Each of the flowers is subtended by two bracts of 5-8 mm long, green at their base but russet-coloured and dry in the upper third, the outer bract slightly shorter compared to the inner. The inner bract is forked at the tip or at most in the upper third, which is different from many other species that have more deeply forked inner bracts or inner bracts that are split entirely to the base. The inflorescence consists of mostly seven to twelve pale bluish mauve mirror-symmetrical flowers with yellow lower lateral tepals that may be flushed with mauve at their tips, emerging upright from the nearly horizontal branches. The base of each flower consist of a narrowly funnel-shaped tube of 7-8 mm long that splits into six unequal tepals. The dorsal tepal is initially upright and later curves backwards in the upper portion, 18-23 mm long and 4-5 mm wide. The upper lateral tepals remain merged about 5 mm further with the lower lateral tepals than with the dorsal tepals and the lower lateral tepals remain about 3 mm further merged with the ventral tepal. The lateral tepals are narrowed acutely into about 2 mm long claws with conspicuous ear-like, undulating lobes.

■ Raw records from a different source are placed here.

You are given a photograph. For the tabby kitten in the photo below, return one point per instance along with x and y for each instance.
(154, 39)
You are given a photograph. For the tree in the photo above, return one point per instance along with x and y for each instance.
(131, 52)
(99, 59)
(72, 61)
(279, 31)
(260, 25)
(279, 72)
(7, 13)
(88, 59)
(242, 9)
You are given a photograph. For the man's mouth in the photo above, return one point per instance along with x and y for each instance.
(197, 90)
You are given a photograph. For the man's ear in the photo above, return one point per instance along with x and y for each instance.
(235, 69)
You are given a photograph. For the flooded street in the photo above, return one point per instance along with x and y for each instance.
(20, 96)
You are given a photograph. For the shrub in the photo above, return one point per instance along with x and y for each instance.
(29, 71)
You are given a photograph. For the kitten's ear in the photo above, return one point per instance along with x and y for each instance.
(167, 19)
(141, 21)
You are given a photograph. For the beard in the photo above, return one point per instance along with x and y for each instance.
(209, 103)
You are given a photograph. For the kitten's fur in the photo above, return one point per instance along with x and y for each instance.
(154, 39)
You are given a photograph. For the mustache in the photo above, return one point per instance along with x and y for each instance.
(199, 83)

The three stamens are crowded close to the dorsal petal and consist of approximately 15 mm long filaments topped by about 4 mm long, purple anthers, that contain cream-coloured pollen. The ovary is hairless and carries a style that divides into three branches opposite the lower half of the anthers, and are tangled with the anthers. The ovary develops into a flattened, globe-shaped capsule of about 6 mm high and 7-8 mm in diameter.

=== Differences with similar species ===
Babiana spiralis and B. fimbrata that are native in central Namaqualand also have flowers with ear-like lobes at the limb of the lower lateral tepals, but B. fimbriata has leaves that are twisted at the tips, cobwebby lower leaves and bracts of 8-10 mm long, and B. spiralis has bracts of 8-10 mm long and velvety hairy stems. B. lobata on the other hand is completely hairless, a unique feature among Babiana species, and its bracts are only 5-8 mm long.

== Taxonomy ==
Babiana lobata was described for science by Gwendoline Joyce Lewis in 1959 as part of her revision of the genus, based on the only specimen known at that time, which was collected in 1937 somewhere in Namaqualand by a Ms. Inez Verdoorn.

== Distribution, ecology and conservation ==
Babiana lobata can only be found in the central mountains of the Richtersveld, where it grows on rocky flats and lower slopes including in the vegetation types Central Richtersveld Mountain Shrubland and Vyftienmyl se Berge Succulent Shrubland. It is considered an endangered species, because it occurs in a limited range of about 1000 km2, in only five known locations where degradation and ongoing habitat loss due to trampling and overgrazing, and the associated erosion results in a declining population.